While transplantation of mature hepatocytes failed to achieve a clinical impact (mostly due to limited availability), BM-HSC and MSC seem to be promising candidates for regenerative cell therapy. Experimental studies from murine models and clinical pilot trials provided novel insights into different effects of transplantation of individual cell sources. We think that a more detailed understanding of the underlying mechanisms is a prerequisite for the development of cell therapies for liver disease.

With respect to involvement of BM-HSC in liver transplantation, the studies discussed herein suggest that, although BM-HSC might be an important source for, for example, epithelial cells and Kupffer cells, differentiation to hepatocytes is a rather rare event. As “transdifferentiation”  has been proposed to occur by cell fusion instead [12], one would expect polyploidity among these cells, which was only reported in one study [14]. Moreover, genetic reprogramming following cell fusion was suggested to be involved in the generation of donor derived hepatocytes, challenging the paradigm of stem cell plasticity and transdifferentiation. So far, functional restoration of hepatocytes and subsequent cure of underlying disease could only be achieved in the murine FAH−/−  model, suggesting huge differences in liver repair between metabolic disorders due to genetic alterations and liver damage due to hepatitis or alcohol abuse. In this particular model, strong selective pressure model seems to favor cell fusion events resulting in hepatocyte-like cells that express an intact FAH allele; however, clinical relevance still needs to be confirmed. Cell fusion was also suggested to be involved in other famous examples of putative developmental plasticity [9, 14, 30, 60–63]; however, the field of stem cell plasticity is still up to debate [12].

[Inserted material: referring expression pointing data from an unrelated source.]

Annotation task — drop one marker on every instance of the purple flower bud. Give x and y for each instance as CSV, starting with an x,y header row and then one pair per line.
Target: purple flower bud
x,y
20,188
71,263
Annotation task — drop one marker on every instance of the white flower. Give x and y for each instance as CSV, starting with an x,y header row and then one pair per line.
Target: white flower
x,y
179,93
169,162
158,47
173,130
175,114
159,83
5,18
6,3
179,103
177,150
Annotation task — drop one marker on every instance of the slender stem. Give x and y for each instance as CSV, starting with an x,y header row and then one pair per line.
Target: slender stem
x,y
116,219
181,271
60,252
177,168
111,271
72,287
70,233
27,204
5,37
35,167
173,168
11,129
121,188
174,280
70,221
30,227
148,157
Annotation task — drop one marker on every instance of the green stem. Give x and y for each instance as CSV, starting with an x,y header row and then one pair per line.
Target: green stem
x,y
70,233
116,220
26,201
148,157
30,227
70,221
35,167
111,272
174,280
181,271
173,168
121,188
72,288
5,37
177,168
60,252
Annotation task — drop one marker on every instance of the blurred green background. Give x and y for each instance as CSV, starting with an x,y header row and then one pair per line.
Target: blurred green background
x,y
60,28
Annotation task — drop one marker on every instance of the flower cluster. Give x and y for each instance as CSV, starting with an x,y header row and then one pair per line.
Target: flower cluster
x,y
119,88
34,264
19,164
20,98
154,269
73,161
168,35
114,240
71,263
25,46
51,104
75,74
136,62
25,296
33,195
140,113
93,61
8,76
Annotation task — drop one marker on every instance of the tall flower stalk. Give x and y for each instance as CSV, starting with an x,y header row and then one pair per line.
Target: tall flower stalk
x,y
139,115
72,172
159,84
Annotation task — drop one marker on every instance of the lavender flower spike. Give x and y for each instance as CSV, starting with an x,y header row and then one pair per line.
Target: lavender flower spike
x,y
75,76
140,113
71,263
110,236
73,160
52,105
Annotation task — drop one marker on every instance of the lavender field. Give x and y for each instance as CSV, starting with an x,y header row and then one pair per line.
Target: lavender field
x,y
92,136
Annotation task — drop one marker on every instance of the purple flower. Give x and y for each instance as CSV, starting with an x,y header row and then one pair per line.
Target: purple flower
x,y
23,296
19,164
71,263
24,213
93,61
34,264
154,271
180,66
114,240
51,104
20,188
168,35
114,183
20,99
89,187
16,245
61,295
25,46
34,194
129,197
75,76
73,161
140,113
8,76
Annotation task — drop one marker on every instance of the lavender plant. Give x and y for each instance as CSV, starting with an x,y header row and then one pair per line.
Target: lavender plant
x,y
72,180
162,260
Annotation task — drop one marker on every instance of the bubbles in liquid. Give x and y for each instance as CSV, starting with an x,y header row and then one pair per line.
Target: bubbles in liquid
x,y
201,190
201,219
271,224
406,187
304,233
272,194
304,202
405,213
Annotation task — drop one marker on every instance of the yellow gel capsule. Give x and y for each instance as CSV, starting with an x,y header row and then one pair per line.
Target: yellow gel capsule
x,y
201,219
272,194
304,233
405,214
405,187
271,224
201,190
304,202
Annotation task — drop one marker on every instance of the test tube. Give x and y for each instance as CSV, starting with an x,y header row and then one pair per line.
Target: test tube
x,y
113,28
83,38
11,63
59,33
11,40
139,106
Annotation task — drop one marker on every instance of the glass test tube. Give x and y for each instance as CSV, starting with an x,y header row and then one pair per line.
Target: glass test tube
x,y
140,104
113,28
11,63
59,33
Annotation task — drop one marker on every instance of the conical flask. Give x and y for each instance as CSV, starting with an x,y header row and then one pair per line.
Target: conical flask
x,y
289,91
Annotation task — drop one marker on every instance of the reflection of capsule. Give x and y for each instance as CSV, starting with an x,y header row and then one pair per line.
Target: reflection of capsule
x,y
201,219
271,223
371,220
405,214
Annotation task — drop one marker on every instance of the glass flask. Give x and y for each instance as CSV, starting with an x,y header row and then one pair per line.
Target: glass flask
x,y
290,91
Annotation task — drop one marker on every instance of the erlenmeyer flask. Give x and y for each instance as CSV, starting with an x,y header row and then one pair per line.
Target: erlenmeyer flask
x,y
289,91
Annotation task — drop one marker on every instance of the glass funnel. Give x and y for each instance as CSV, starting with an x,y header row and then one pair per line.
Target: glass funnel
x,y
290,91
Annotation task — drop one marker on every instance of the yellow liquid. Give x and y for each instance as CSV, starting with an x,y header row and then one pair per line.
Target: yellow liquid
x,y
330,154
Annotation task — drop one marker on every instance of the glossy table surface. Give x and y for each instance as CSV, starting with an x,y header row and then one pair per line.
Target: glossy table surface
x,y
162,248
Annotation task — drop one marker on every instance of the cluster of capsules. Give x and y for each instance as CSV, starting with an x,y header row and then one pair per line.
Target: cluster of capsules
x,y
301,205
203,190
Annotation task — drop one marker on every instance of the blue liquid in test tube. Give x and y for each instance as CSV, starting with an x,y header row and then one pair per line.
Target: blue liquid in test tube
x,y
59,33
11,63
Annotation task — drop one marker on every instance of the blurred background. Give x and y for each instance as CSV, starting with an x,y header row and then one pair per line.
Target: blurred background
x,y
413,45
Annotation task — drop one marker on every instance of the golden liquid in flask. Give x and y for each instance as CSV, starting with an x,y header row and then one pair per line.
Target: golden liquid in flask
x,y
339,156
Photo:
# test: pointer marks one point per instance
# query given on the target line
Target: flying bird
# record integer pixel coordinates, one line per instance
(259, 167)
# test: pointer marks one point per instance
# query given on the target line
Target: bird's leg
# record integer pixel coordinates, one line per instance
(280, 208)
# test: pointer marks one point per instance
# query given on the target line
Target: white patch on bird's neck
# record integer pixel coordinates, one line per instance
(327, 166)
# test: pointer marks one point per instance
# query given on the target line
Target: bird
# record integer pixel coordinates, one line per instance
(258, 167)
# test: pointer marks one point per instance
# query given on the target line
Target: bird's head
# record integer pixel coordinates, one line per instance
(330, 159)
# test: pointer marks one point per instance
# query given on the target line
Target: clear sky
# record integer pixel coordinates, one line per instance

With regard to therapeutics in order to replace lost or dysfunctional hepatocytes, we think that, although there is an exciting potential in the use of extrahepatic stem cells, there are many hurdles to overcome, and there is still a long way to clinical application. The therapeutic potential of stem cells is discussed for a variety of hepatic diseases, and at the moment there are several cell populations in the focus of research with all of them showing the ability to transform into hepatocytes in in vitro culture [64]; however, in terms of therapy, the most suitable cell population still has to be defined. One potential application causing much excitement is the use of stem cells for tissue engineering to seed the biologic components of artificial organs although this approach is far from clinical applicability. A more realistic approach for the next decade is the manipulation of stem cell signaling involved in the repair of liver tissue in order to allow self-regeneration of the damaged liver by genetic reprogramming of the therapeutic stem cell population.

Thus, although extrahepatic stem cells might offer promising resources for cell therapy, we think that physiological repopulation of the liver with BM-HSC derived hepatocytes after OLT is not of clinical relevance. Although the use of stem cells might be an attractive alternative to OLT, further studies are needed to examine their potential as liver repopulating cell source.